Ondertussen worden ook nog alle cruciale scènes uit Richard III gespeeld, als toneelmatige repetities voor de film. Pacino speelt zelf natuurlijk de titelrol, maar ook te zien zijn Winona Ryder als Lady Anne, Alec Baldwin als Clarence en Kevin Spacey als Buckingham. Terwijl de illusie van alle kanten met opzet wordt doorbroken, slaagt Pacino er toch in om het enthousiasme voor het oorspronkelijke toneelstuk over te dragen. Die dubbelzinnigheid werkt goed: terwijl de film pretendeert op zoek te zijn naar manieren om Shakespeare aantrekkelijk te maken voor een groot publiek, is de film zelf de beste methode.
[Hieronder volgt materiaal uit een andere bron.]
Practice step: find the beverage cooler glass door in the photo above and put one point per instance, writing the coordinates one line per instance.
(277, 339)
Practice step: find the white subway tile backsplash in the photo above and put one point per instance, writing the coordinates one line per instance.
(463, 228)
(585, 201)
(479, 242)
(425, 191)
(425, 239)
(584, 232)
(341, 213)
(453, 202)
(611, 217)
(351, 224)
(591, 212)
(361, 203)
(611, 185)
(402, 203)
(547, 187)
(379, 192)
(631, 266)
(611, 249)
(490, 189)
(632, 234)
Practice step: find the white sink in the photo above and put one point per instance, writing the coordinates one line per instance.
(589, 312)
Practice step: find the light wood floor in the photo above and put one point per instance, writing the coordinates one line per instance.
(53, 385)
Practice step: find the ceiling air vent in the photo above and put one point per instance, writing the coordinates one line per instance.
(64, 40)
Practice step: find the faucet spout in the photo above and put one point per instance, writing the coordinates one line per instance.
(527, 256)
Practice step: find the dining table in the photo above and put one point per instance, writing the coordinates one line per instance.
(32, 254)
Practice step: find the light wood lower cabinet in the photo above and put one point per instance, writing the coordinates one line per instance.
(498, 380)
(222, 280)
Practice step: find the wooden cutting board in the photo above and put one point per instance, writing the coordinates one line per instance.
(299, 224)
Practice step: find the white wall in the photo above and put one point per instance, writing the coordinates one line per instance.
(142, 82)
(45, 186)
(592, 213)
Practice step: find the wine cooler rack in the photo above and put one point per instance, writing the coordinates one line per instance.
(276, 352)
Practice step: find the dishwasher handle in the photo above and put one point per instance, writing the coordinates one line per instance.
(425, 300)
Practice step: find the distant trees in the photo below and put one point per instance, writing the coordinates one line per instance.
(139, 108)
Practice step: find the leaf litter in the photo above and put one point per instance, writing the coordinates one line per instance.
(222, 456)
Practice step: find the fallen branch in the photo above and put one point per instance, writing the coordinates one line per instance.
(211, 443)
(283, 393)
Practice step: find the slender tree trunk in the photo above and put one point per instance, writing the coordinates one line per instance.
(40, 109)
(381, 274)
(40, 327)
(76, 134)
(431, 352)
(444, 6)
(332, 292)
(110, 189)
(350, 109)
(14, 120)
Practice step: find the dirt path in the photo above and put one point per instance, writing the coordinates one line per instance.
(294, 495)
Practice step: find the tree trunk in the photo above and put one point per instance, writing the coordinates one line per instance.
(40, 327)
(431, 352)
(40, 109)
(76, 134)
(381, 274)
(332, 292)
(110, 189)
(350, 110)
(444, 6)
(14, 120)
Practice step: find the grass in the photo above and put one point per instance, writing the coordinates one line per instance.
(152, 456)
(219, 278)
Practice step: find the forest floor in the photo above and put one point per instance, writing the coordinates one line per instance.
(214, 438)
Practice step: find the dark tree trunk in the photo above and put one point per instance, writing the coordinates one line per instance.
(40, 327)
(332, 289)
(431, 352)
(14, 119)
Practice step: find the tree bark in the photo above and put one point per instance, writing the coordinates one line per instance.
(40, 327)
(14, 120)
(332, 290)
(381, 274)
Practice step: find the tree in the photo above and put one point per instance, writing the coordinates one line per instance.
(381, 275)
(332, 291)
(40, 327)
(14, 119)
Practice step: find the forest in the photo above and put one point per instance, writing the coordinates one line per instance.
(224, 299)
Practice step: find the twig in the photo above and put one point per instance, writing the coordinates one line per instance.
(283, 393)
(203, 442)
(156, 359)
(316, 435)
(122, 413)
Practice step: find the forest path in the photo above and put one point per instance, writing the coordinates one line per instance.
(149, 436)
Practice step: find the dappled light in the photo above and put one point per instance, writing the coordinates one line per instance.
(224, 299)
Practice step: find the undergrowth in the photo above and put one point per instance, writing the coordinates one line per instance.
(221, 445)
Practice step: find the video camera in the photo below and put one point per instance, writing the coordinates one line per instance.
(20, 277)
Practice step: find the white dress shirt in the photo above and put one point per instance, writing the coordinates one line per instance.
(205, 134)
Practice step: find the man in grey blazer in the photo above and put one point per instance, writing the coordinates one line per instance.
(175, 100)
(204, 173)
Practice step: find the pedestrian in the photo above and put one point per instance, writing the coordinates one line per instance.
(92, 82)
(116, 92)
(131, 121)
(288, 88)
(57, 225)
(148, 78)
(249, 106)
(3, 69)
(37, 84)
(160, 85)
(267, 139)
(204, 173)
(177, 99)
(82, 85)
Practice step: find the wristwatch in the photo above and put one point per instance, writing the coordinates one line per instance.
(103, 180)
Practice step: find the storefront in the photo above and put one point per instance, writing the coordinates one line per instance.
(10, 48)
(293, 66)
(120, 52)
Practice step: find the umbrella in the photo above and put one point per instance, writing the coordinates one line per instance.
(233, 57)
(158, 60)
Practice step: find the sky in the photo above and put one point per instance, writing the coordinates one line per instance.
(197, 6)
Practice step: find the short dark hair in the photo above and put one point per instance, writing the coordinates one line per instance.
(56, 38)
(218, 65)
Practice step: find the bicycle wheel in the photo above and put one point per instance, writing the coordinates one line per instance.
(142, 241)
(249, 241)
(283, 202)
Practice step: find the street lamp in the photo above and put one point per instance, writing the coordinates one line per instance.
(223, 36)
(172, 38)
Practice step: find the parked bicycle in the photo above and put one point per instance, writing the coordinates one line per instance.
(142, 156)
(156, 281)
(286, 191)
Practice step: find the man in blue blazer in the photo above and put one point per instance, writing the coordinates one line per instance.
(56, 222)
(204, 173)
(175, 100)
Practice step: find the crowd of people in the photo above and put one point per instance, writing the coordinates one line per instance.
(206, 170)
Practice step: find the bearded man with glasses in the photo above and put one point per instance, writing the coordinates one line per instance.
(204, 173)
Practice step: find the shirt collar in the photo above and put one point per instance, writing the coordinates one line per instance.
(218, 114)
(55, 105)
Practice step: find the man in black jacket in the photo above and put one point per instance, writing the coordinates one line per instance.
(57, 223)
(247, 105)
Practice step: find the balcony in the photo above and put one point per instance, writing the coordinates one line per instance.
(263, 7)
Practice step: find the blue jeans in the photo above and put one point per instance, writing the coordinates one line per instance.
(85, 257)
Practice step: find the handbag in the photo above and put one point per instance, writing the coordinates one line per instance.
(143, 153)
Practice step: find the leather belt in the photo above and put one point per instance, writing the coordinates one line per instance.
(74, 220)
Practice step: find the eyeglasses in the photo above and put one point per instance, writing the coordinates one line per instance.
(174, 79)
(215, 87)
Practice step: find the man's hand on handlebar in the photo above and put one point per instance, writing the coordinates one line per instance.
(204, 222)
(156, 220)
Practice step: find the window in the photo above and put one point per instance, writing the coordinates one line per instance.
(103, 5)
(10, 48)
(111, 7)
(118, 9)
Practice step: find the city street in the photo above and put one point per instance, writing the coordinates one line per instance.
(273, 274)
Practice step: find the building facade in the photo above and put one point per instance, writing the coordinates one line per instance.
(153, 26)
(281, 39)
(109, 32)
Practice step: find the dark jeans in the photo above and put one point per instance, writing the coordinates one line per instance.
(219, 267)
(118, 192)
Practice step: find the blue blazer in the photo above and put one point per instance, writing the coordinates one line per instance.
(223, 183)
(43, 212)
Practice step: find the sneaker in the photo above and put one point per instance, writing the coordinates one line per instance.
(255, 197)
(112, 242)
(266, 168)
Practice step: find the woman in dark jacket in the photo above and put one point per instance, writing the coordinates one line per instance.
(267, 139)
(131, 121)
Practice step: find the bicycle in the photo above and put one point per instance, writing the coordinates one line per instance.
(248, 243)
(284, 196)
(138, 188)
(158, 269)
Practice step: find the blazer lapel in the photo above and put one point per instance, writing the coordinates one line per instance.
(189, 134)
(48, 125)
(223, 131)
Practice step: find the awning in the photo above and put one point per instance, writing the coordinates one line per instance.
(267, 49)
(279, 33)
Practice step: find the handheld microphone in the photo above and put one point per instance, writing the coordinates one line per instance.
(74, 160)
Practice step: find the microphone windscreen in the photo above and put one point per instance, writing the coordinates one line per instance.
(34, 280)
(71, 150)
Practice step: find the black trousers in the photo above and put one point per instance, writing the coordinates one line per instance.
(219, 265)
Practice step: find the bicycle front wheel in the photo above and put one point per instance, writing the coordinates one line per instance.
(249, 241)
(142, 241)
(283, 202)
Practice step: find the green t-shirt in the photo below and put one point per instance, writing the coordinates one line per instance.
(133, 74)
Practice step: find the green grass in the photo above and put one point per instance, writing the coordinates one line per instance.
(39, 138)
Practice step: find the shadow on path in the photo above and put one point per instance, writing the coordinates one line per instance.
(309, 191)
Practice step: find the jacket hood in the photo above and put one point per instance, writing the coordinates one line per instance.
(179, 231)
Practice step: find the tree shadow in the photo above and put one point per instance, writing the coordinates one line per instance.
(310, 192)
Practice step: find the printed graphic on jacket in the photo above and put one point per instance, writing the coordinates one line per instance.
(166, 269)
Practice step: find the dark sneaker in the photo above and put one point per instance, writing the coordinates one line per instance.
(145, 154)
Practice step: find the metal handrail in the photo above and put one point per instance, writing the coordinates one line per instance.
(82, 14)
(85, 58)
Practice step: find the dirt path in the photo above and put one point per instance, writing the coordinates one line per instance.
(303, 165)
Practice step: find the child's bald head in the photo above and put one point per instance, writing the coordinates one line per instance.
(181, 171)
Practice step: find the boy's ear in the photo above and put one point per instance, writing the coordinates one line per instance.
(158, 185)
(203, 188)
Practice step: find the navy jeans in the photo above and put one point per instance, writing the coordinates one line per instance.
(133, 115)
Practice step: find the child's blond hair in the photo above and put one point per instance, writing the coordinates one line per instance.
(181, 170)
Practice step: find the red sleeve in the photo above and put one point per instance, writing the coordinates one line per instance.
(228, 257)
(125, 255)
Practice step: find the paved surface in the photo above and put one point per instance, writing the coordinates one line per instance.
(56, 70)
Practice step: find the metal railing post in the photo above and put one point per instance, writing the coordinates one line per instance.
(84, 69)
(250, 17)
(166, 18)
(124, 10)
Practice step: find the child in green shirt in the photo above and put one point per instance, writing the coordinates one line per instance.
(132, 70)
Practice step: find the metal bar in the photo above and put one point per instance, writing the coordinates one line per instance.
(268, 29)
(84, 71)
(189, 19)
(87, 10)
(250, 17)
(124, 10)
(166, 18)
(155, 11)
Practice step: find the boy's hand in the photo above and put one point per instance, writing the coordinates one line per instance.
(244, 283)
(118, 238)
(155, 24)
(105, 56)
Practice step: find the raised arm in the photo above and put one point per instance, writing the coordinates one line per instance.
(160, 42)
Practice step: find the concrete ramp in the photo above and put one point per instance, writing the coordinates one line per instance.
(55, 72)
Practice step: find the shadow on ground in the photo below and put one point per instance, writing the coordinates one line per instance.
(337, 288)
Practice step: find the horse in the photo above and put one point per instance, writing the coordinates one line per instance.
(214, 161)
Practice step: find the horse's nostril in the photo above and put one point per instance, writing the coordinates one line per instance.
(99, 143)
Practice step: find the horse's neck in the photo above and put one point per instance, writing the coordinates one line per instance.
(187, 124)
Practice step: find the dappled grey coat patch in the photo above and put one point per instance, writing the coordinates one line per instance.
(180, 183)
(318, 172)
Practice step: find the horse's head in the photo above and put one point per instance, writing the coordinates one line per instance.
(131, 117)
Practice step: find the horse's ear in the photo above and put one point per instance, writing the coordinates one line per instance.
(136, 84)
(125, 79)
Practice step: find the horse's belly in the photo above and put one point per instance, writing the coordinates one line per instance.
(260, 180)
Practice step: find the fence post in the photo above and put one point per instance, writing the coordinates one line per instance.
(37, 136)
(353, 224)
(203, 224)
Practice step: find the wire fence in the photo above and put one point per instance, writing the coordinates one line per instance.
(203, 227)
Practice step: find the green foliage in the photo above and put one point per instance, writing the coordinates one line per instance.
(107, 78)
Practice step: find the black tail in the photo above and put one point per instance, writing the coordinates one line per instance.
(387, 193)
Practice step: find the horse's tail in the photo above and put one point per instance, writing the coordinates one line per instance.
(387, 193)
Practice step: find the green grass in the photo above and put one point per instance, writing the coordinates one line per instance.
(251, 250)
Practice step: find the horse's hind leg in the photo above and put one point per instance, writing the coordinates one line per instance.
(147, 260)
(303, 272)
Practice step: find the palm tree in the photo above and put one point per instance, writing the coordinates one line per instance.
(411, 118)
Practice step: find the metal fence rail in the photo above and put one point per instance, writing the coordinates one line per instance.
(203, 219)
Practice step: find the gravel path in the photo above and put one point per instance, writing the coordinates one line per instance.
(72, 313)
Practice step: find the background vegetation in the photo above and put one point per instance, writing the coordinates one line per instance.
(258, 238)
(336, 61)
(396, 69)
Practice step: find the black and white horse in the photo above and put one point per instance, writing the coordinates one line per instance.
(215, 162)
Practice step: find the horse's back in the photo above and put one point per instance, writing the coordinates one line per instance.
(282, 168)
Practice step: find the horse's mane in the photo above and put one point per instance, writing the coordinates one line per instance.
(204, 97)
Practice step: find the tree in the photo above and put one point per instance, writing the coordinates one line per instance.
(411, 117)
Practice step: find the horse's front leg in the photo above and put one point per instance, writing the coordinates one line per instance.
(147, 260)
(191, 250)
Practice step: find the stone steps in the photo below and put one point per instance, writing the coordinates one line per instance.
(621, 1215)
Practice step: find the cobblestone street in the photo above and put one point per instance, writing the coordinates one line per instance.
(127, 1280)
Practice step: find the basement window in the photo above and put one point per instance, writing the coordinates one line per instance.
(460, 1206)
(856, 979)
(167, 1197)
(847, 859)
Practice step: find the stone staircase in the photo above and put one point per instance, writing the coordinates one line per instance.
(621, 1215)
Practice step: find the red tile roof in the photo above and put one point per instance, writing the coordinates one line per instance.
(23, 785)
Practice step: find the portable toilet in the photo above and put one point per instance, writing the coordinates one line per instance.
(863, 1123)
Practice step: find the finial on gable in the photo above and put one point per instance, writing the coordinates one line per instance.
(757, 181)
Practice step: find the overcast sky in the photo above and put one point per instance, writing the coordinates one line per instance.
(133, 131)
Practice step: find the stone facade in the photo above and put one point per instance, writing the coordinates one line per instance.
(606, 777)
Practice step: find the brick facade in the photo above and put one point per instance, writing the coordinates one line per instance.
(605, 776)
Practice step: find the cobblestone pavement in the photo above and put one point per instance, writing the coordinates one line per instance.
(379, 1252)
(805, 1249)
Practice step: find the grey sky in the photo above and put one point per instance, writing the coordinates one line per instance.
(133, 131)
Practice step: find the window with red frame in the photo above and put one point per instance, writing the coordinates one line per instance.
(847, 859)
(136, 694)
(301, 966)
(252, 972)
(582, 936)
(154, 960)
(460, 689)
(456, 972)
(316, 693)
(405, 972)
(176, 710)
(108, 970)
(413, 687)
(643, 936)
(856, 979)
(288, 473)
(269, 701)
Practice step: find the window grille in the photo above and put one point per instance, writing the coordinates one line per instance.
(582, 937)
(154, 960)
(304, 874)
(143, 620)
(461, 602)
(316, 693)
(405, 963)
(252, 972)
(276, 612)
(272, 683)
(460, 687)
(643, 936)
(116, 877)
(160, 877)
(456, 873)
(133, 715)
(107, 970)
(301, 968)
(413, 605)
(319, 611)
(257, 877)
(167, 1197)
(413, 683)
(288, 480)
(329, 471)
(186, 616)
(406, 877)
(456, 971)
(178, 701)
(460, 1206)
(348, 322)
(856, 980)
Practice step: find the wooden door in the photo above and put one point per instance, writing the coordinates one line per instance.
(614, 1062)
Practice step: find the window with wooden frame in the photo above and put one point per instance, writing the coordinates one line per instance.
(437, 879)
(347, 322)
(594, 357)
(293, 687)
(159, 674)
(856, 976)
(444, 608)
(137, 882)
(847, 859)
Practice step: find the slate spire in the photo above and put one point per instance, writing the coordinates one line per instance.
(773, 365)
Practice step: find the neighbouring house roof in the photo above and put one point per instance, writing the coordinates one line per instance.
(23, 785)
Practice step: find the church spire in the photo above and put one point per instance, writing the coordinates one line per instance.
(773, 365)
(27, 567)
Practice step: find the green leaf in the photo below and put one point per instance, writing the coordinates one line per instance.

De Richard III van Loncraine bedient zich op subtiele wijze van dezelfde dubbele bodem en speelt eveneens met de verwachtingen van de kijker. Richards befaamde monoloog over de ‘Winter of our discontent’ begint als feestrede, maar eindigt in een toilet, met een samenzweerderige blik van Ian McKellen richting kijker, een verleidelijke uitnodiging om zijn immorele universum binnen te stappen. Wie de uitnodiging aanvaardt wordt meegenomen in het spektakel en denkt niet meer aan een klassieke toneeluitvoering. Loncraine: “Ik hoop dat mensen na vijftien minuten van mijn film vergeten dat het de originele dialoog is, dat ze zich niet realiseren dat ze naar teksten van vierhonderd jaar geleden zitten te luisteren. Als dat lukt, heb ik mijn doel bereikt.”